An article from the East Valley Tribune in the Phoenix Area.
Commissioner: Pac-10 not in an expansion mode
By Bob Moran, Tribune
The Atlantic Coast Conference's pursuit of Miami (Fla.) hasn't brought expansion back into Pac-10 discussions, commissioner Tom Hansen said this week.
"We just had an ADs meeting," Hansen said. "We observed what was happening. But no one was particularly concerned about the fallout reaching out here."
On Tuesday, ACC presidents and chancellors voted to expand by three institutions. In addition to Miami, the 50-year-old conference is expected to bring in Syracuse and Boston College, though Virginia's governor and the state legislature are pressuring Virginia to insist that Virginia Tech replace Boston College as the third addition.
If the three teams are invited, it likely will spell the end of Big East football. Pittsburgh, Virginia Tech, Rutgers and West Virginia would be looking for a new home. Temple, a weak sister in football, was already on its way out of the conference, to be replaced by Connecticut.
The ACC's expansion aspirations involve improving its football situation for the next round of postseason television contract negotiations after the Bowl Championship Series deal with ABC expires in January 2006.

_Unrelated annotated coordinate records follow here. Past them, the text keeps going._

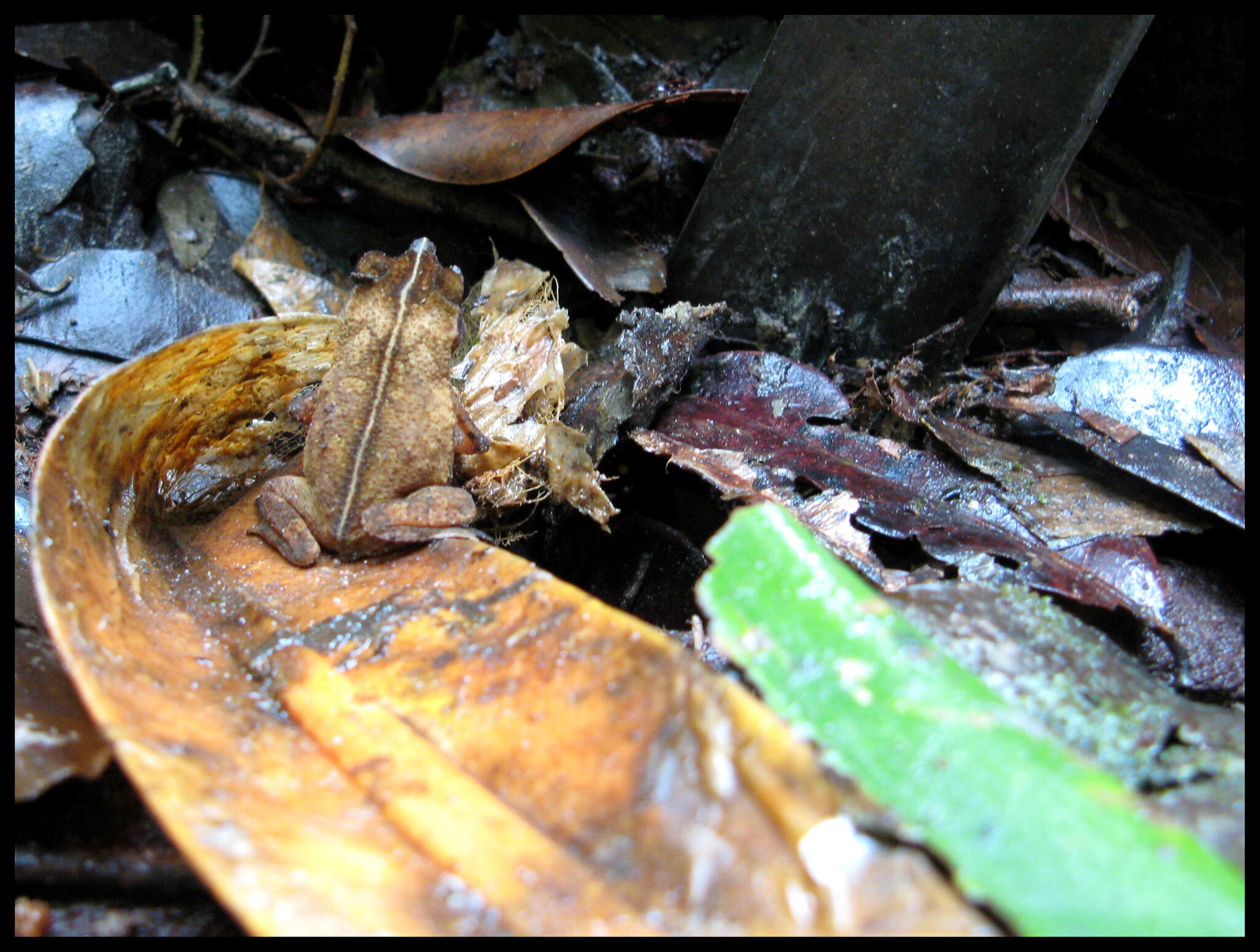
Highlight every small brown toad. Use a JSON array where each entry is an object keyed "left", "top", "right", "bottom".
[{"left": 251, "top": 238, "right": 489, "bottom": 565}]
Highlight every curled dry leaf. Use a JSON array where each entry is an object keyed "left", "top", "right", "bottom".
[
  {"left": 335, "top": 89, "right": 743, "bottom": 185},
  {"left": 158, "top": 175, "right": 219, "bottom": 271},
  {"left": 232, "top": 189, "right": 350, "bottom": 314},
  {"left": 452, "top": 261, "right": 616, "bottom": 524},
  {"left": 34, "top": 315, "right": 987, "bottom": 934}
]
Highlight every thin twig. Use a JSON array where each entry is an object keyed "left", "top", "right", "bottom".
[
  {"left": 989, "top": 272, "right": 1160, "bottom": 330},
  {"left": 166, "top": 14, "right": 205, "bottom": 142},
  {"left": 281, "top": 15, "right": 359, "bottom": 185},
  {"left": 221, "top": 14, "right": 271, "bottom": 96},
  {"left": 177, "top": 82, "right": 541, "bottom": 244}
]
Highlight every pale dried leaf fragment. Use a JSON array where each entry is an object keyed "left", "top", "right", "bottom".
[{"left": 451, "top": 261, "right": 616, "bottom": 523}]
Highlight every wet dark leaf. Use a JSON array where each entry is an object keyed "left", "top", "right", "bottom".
[
  {"left": 634, "top": 352, "right": 1240, "bottom": 690},
  {"left": 1050, "top": 162, "right": 1246, "bottom": 320}
]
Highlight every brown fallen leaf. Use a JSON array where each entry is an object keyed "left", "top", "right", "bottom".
[
  {"left": 335, "top": 89, "right": 744, "bottom": 185},
  {"left": 631, "top": 351, "right": 1236, "bottom": 690},
  {"left": 34, "top": 319, "right": 991, "bottom": 934}
]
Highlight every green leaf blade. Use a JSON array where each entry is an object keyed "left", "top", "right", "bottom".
[{"left": 697, "top": 505, "right": 1245, "bottom": 935}]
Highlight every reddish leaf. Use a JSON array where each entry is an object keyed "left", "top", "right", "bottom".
[
  {"left": 337, "top": 89, "right": 743, "bottom": 185},
  {"left": 634, "top": 352, "right": 1240, "bottom": 679}
]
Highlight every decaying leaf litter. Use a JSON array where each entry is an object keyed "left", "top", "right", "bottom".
[{"left": 17, "top": 15, "right": 1243, "bottom": 937}]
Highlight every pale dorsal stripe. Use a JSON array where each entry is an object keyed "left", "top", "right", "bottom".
[{"left": 333, "top": 239, "right": 432, "bottom": 539}]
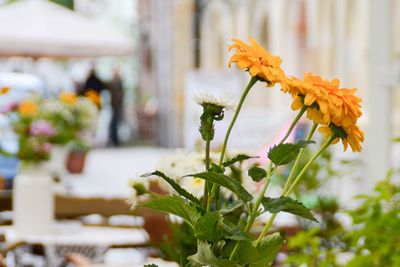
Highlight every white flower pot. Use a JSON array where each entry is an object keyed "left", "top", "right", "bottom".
[
  {"left": 48, "top": 145, "right": 68, "bottom": 179},
  {"left": 13, "top": 164, "right": 54, "bottom": 234}
]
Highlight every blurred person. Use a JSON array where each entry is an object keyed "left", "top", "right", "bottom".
[
  {"left": 107, "top": 67, "right": 124, "bottom": 146},
  {"left": 79, "top": 68, "right": 106, "bottom": 95}
]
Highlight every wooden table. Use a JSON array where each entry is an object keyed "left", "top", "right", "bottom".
[
  {"left": 0, "top": 223, "right": 148, "bottom": 266},
  {"left": 0, "top": 191, "right": 132, "bottom": 219}
]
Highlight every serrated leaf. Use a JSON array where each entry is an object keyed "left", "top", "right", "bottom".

By expanding to 12 teams, the ACC could split into two divisions and — like the Big 12 and SEC — hold a lucrative championship game. A Gator Bowl official recently said 12-team conferences will rule college football after the BCS contract expires.
Hansen has fielded a few calls about Pac-10 expansion in wake of speculation other conferences would also make moves to better position themselves if so-called mega-conferences emerge. One southern newspaper guessed the Pac-10 would invite Utah and BYU to have 12 teams, split into divisions and stage its own championship game.
That seems unlikely. The Pac-10, which is based in the Bay Area and Los Angeles, has serious philosophical issues with Brigham Young and doesn't consider it a peer institution of higher learning.
One sports example of the Pac-10's differences with BYU is the Cougars' insistence of not playing on Sunday. That would create scheduling problems the Pac-10 would just as soon avoid.
"There is no apparent obvious candidate for membership in this conference," Hansen said.
Hansen indicated a football championship game wouldn't work in the Pac-10 because the conference is too spread out.
A championship game would have to be played in Los Angeles, the largest media market, he said. A matchup of, say, Arizona State from a southern division and Washington State from the north wouldn't sell tickets in Los Angeles.
"We've had no mention of any interest in a playoff game," the Pac-10 commissioner said. "We talked about it when Penn State (moved to the Big Ten). The most consistent comment was we do not want to divide into two divisions. Everyone wants to play in L.A. once a year for recruiting purposes."
The ACC led all conferences in revenue sharing last year with an average payout for its nine schools of $9.7 million from bowls, NCAA and ACC basketball tournament money, and national and regional television contracts in football and basketball.
Hansen said the Pac-10 divided approximately $70 million, with each school receiving about $7 million.
"Without a football playoff," Hansen said, "that's not bad."
While the ACC is positioning itself for more exposure and additional revenue with more competition, the Pac-10 is concentrating on being the leader in reforming intercollegiate athletics.
"We are very supportive of the reform movement," Hansen said.
The Pac-10 is pushing hard to take student-athletes off the practice field, even if the athletes oppose it.
Additionally, several Pac-10 faculty senates are teaming with counterparts in the Big Ten to enlist the aide of the boards of trustees of the conference schools to get all decision makers on board for reform, the Chronicle of Higher Education reported. Representatives of the two bodies met last month.
"Myles Brand met with a number of those folks," Hansen said, referring to the NCAA president. "He said it was productive and a good meeting."